Dozens of Ukrainian officials, journalists and activists have been detained or forcibly disappeared by invading Russian forces, the UN said Friday, warning that some cases resembled "hostage-taking".

Since Russia invaded Ukraine just over a month ago, the United Nations rights office said it had documented the arbitrary detention and enforced disappearance of 22 local Ukrainian officials, 13 of whom had subsequently been released.

The most famous case was perhaps the mayor of Ukraine's southern city of Melitopol, Ivan Fedorov, who Ukrainian authorities said was abducted by occupying Russian forces and held for several days before being released.

"This does seem to be a pattern that is occurring in areas that are occupied by the Russian Federation," said Matilda Bogner, who is the UN rights office's representative in Ukraine.

"Forces of the Russian Federation are going specifically to detain, and do not inform relatives and others where they are taking people," she told journalists in Geneva via video link from Uzhhorod in western Ukraine.

"That does in some cases appear to be a form of hostage-taking."

Bogner said 15 journalists and civil society activists "who vocally opposed the invasion" in several regions had also been taken.

WHEREABOUTS UNKNOWN

"It certainly does appear that those who are targeted are those who are pro-Ukrainian activists or who are seen to be pro-Ukrainian by the Russian forces," she said.

Bogner said UN staff were trying to verify reports that five of the journalists and three of the activists had since been released, but "the whereabouts of the other individuals remain unknown."

Seven journalists have meanwhile been killed since the invasion began on February 24, she said.

They are among thousands of civilians, as well as thousands of soldiers from the two sides, who are believed to have been killed.

The UN rights office had verified 1,081 civilian deaths, including 93 children, but has stressed the true toll is likely higher.

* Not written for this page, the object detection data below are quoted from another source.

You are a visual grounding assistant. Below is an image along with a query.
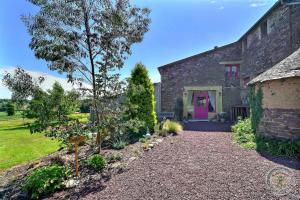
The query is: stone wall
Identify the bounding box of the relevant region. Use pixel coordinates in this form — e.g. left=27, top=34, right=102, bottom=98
left=258, top=77, right=300, bottom=139
left=258, top=108, right=300, bottom=140
left=262, top=77, right=300, bottom=109
left=241, top=5, right=300, bottom=79
left=159, top=4, right=300, bottom=119
left=159, top=43, right=241, bottom=112
left=153, top=83, right=161, bottom=113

Bogner said for instance that the rights office so far had been unable to verify many of the deaths in the besieged southern port city of Mariupol.

Authorities in the city have put the death toll in the city at over 2,000, and said Friday that a single strike last week on a theatre where civilians were sheltering was feared to have killed 300 people.

Bogner said the rights office had little access, but using satellite data, it had been able to get information on mass graves in the city, including one that held around 200 bodies.

But, she stressed, so far there was no way to verify whether they were all civilians or had all died directly due to the conflict.

Overall, Bogner said the "extent of civilian casualties and the destruction of civilian objects strongly suggests" that international laws on protecting civilians were being violated in the Ukraine conflict.

"These attacks cause immeasurable human suffering and may amount to war crimes."